We are having problems in our environment with the way rtpengine distributes RTP sessions. It doesn't provide a good enough distribution among RTP nodes and this is mostly because the current algorithm is quite simple, doing the sum of the characters in the callid and after that applying a 0xFF mask over this(which contributes even more to the distribution of this algorithm). This may affect our systems under heavy load and we've been looking for an alternative. To have something to compare I have designed a tesing application in which I generate CallIds, apply a hashing algorithm and assign the result to a set/node. For example I have 10 nodes each of weight 10. Let's say hash value is 125 I do 125 mod (10 * 10) = 25 therefore the hash will go to node 3. I've been running some tests over various hashing algorithms such as: SHA 256, jenkins(simple hashing algorithm found on wikipedia), md5, sha1, ripemd, crc32 and the one used in the rtpengine. For each algorithm I test from 1000 randomly generated callids to 10 million with a multiplyer of 10(5 tests for each algorithm). The callIds have 16 randomly generated bytes and 16 fixed bytes which are always the same. This way I'm trying to reproduce the way callIds are generated most of them containing a randomly generated part and a fixed part.
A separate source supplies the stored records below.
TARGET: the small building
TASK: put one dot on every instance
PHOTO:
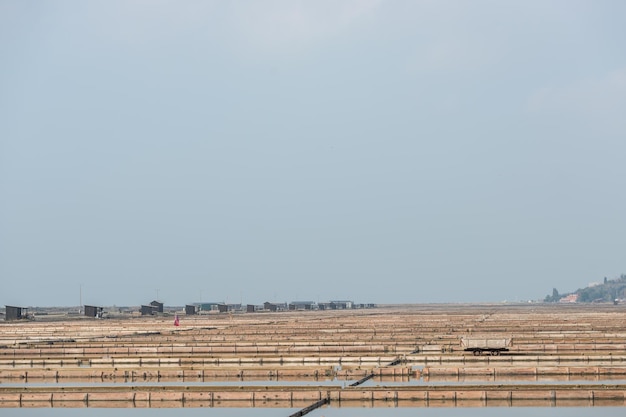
(14, 313)
(158, 306)
(94, 311)
(209, 306)
(341, 305)
(301, 305)
(148, 310)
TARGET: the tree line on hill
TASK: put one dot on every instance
(608, 291)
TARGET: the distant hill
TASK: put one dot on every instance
(607, 291)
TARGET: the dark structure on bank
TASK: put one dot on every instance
(14, 313)
(94, 311)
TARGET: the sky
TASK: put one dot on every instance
(252, 151)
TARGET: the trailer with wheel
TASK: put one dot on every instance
(478, 345)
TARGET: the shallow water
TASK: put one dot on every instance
(321, 412)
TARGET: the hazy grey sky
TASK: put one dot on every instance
(379, 151)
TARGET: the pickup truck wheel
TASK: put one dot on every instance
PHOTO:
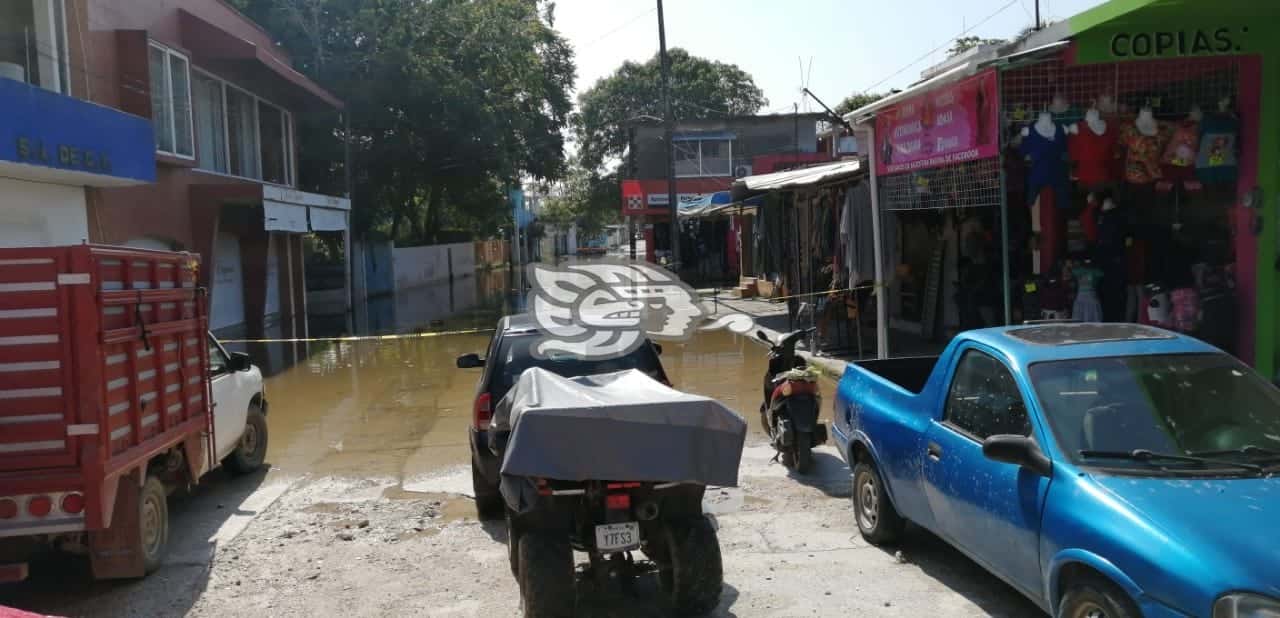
(513, 544)
(877, 518)
(489, 504)
(251, 451)
(152, 523)
(695, 576)
(1096, 598)
(547, 575)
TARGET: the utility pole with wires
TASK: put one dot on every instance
(670, 122)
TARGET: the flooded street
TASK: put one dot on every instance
(366, 509)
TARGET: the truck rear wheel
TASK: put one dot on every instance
(489, 504)
(547, 575)
(695, 576)
(877, 518)
(152, 523)
(251, 451)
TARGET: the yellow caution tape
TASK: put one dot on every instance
(807, 294)
(364, 338)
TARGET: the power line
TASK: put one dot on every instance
(624, 24)
(940, 46)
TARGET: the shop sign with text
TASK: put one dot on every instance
(1164, 41)
(949, 124)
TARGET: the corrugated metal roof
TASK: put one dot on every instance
(803, 177)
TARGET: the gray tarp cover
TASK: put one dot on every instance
(622, 426)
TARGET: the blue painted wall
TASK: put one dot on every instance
(44, 128)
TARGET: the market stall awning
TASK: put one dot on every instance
(798, 178)
(723, 207)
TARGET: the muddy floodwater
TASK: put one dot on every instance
(364, 509)
(398, 408)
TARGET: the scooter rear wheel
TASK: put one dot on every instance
(804, 452)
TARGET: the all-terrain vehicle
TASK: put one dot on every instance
(608, 465)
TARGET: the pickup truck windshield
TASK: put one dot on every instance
(1173, 403)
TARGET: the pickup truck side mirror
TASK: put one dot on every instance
(240, 361)
(1019, 451)
(470, 361)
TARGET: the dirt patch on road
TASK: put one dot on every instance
(333, 546)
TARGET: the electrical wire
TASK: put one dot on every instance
(935, 50)
(624, 24)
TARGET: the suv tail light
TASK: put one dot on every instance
(618, 502)
(73, 503)
(483, 411)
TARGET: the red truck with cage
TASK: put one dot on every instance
(104, 401)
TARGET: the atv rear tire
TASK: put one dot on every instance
(547, 575)
(695, 576)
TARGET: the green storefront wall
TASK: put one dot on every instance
(1147, 30)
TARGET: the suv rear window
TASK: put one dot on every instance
(513, 358)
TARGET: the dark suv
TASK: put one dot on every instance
(508, 356)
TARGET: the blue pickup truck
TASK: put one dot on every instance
(1102, 470)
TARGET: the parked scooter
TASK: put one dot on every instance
(791, 402)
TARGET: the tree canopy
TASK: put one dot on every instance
(449, 101)
(700, 88)
(965, 44)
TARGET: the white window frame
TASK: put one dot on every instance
(173, 115)
(702, 169)
(289, 173)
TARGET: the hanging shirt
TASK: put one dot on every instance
(1047, 169)
(856, 234)
(1093, 155)
(1142, 156)
(1086, 278)
(1216, 161)
(1183, 145)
From the results I can tell for sure that multiple rounded hashing algorithms from libssl(md5, sha1, ripemd, sha 2) offer a much better distribution than a trivial hashing function so we're looking to change the current algorithm with SHA 1 because SHA 2 takes more time without significant improvement.
It would be nice to push this upstream, but there are some issues. First, using these functions, rtpengine module will depend on libssl. What is your opinion about this? I've looked if we can copy any of the algos from libssl into the code but this is not as easy as it seems. Secondly, if you agree to replacing the algorithm, how would you approach the issue: only replace the current one or add the posibility for the user to select between multiple algorithms? Any suggestion of testing scenarios or hashing algorithms that we've not considered is much welcome.
The results of the tests are attached to his post. [h_funcs_compare.txt](https://github.com/kamailio/kamailio/files/3014285/h_funcs_compare.txt)
If you want to use crypto hashing from libcrypto, the best way to do it is to add what you need to crypto module and then have an option via modparam in rtpengine module to bind to crypto module and use that function. Otherwise, it should be using the internal hashing function (can be changed from what is doing now with another hash function from those available in the core).
Not exactly the same, but a similar solution was made for having better "random" call-id for requests generated by Kamailio. That is done also via "crypto" module, but setting some core callback, instead of exporting an intermodule API. See this parameter:
* https://www.kamailio.org/docs/modules/stable/modules/crypto.html#crypto.p.re...
Great. The only issue I see is can I break tm() if I use generate_callid()? I see a static counter in crypto_generate_callid(). At first glance it looks safe, even though using tm + rtpengine won't generate the same results as tm only.
You do not have to use what exists now, like the generate_callid(), that can stay as it is and used only by tm.
You can add something in a similar fashion, in the way that the code depending on libcrypto/libssl is in the crypto module and then you call it from rtpengine. If you don't know how that can be done, add the function you want in crypto module, then I will export it to be used by rtpengine.
I see. I'll write a function in crypto generating hash for a given value and export it through srapi. Is that ok?
I think it is ok with such option, too. Maybe we other parts of code want to use such hashing function in the future. That's the reason I added in this way for callid, thinking that maybe even requests generated in other parts to be sent stateless will use it.
Otherwise, there is a way to export a function using module interface. You can look at rr module, it exports load_rr(...) via mod interface, then in the rr/api.h is an inline function load_rr_api(...) that makes it easy for other modules to load exported API. Then you can look at path or uac modules how they load the rr API and use it.
Great. Thank you for the tips!
Just to add another comment here: Using a "real" cryptographic hash function is of course better from mathematical Point of view. But it might be good enough to just use the CRC32 function, that e.g. also carrierroute uses. If I remember the 1&1 internal test suite good enough, this is for a larger number of request quite ok (+/- 1% accuracy). Have a look to the carrierroute module and to core/hash_func.[c,h]. This could save you a bit of work and would be usable without the openssl dependency.
@ionutionita92 any news on this enhancement idea from your side?
@ionutionita92 any news on this enhancement idea from your side?
the patch is ready, i have to test it in our systems to see how it behaves, but lately I've been busy withan internal project and didn't have much time for this. Will try to come with an update as soon as possible.
Thank you for the feedback, no hurry necessary.
Pull request has been merged, close this one as well.
Closed #1911.